‘But what are the differential duties?’ Harry whispered to his next neighbour but one, the Scotch doctor. ‘I never heard of them in my life, I assure you, till this very minute.’

‘Well, you know,’ Dr Macfarlane responded slowly, ‘there was a time when sugar from the British colonies was admitted into Britain at a less duty than sugar from Cuba or other foreign possessions; and at last, the British consumer took the tax off the foreign sugar, and cheapened them all alike in the British market. Very good, of course, for the British consumer, but clean ruination and nothing else for the Trinidad planter.’

For the moment, the conversation changed, but not the smouldering war between the two belligerents. Whatever subject Harry Noel happened to start during that unlucky dinner, Tom Dupuy, watching him closely, pounced down upon him at once like an owl on the hover, and tore him to pieces with prompt activity. Harry bore it all as good-naturedly as he could, though his temper was by no means naturally a forbearing one; but he didn’t wish to come to an open rupture with Tom Dupuy at his uncle’s table, especially after that morning’s occurrences.

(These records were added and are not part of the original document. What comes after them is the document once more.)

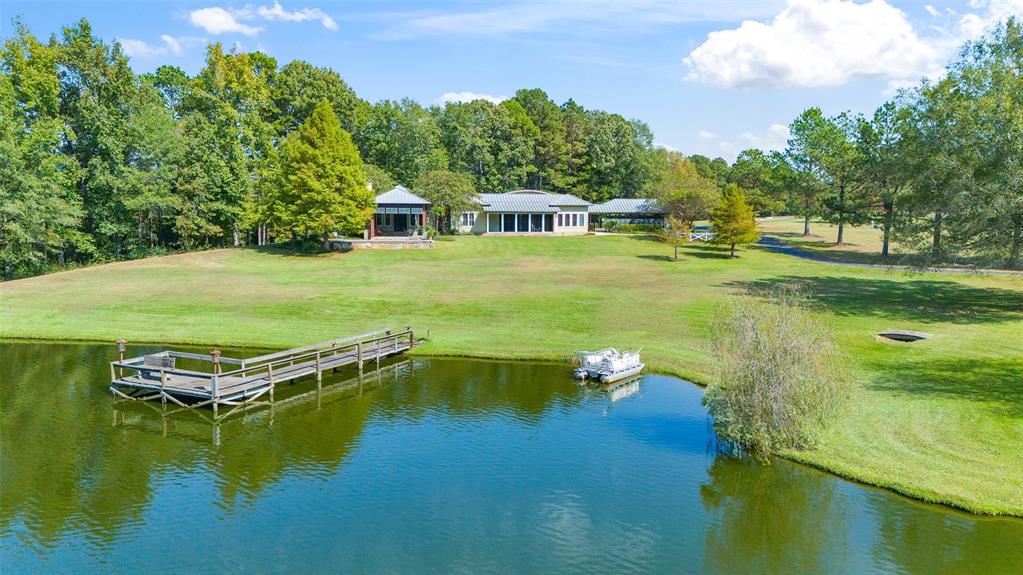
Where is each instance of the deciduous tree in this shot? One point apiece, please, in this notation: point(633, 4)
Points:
point(324, 186)
point(732, 221)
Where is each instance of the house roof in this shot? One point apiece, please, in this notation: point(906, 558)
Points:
point(627, 206)
point(400, 194)
point(529, 201)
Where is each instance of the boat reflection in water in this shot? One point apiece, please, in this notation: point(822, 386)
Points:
point(615, 392)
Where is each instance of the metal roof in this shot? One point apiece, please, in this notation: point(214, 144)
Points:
point(400, 194)
point(627, 206)
point(528, 201)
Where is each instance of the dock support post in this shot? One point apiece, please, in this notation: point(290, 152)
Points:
point(163, 384)
point(122, 347)
point(215, 391)
point(269, 374)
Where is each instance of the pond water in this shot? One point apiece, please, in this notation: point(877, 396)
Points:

As soon as the ladies had left the room, however, Tom Dupuy drew up his chair so as exactly to face Harry, and began to pour out for himself in quick succession glass after glass of his uncle’s fiery sherry, which he tossed off with noisy hilarity. The more he drank, the louder his voice became, and the hotter his pursuit of Harry Noel. At last, when Mr Theodore Dupuy, now really alarmed as to what his nephew was going to say next, ordered in the coffee prematurely, to prevent an open outbreak by rejoining the ladies, Tom walked deliberately over to the sideboard and took out a large square decanter, from which he poured a good-sized liqueur-glassful of some pale liquid for himself and another for Harry.

‘There!’ he cried boisterously. ‘Just you try that, Noel, will you. There’s liquor for you! That’s the real old Pimento Valley rum, the best in the island, double distilled, and thirty years in bottle. You don’t taste any hogo about that, Mr Englishman, eh, do you?’

‘Any what?’ Harry inquired politely, lifting up the glass and sipping a little of the contents out of pure courtesy, for neat rum is not in itself a very enticing beverage to any other than West Indian palates.

‘Any hogo,’ Tom Dupuy repeated loudly and insolently—‘hogo, hogo. I suppose, now, you mean to say you don’t even know what hogo is, do you?—Never heard of hogo? Precious affectation! Don’t understand plain language! Yah, rubbish!

‘Why, no, certainly,’ Harry assented as calmly as he was able; ‘I never before did hear of hogo, I assure you. I haven’t the slightest idea what it is, or whether I ought rather to admire or to deplore its supposed absence in this very excellent old rum of yours.’

Hogo’s French,’ Tom Dupuy asserted doggedly, ‘Hogo’s French, and I should have thought you ought to have known it. Everybody in Trinidad knows what hogo is. It’s French, I tell you. Didn’t you ever learn any French at the school you went to, Noel?’

‘Excuse me,’ Harry said, flushing up a little, for Tom Dupuy had asked the question very offensively. ‘It is not French. I know enough of French at least to say that such a word as hogo, whatever it may mean, couldn’t possibly be French for anything.’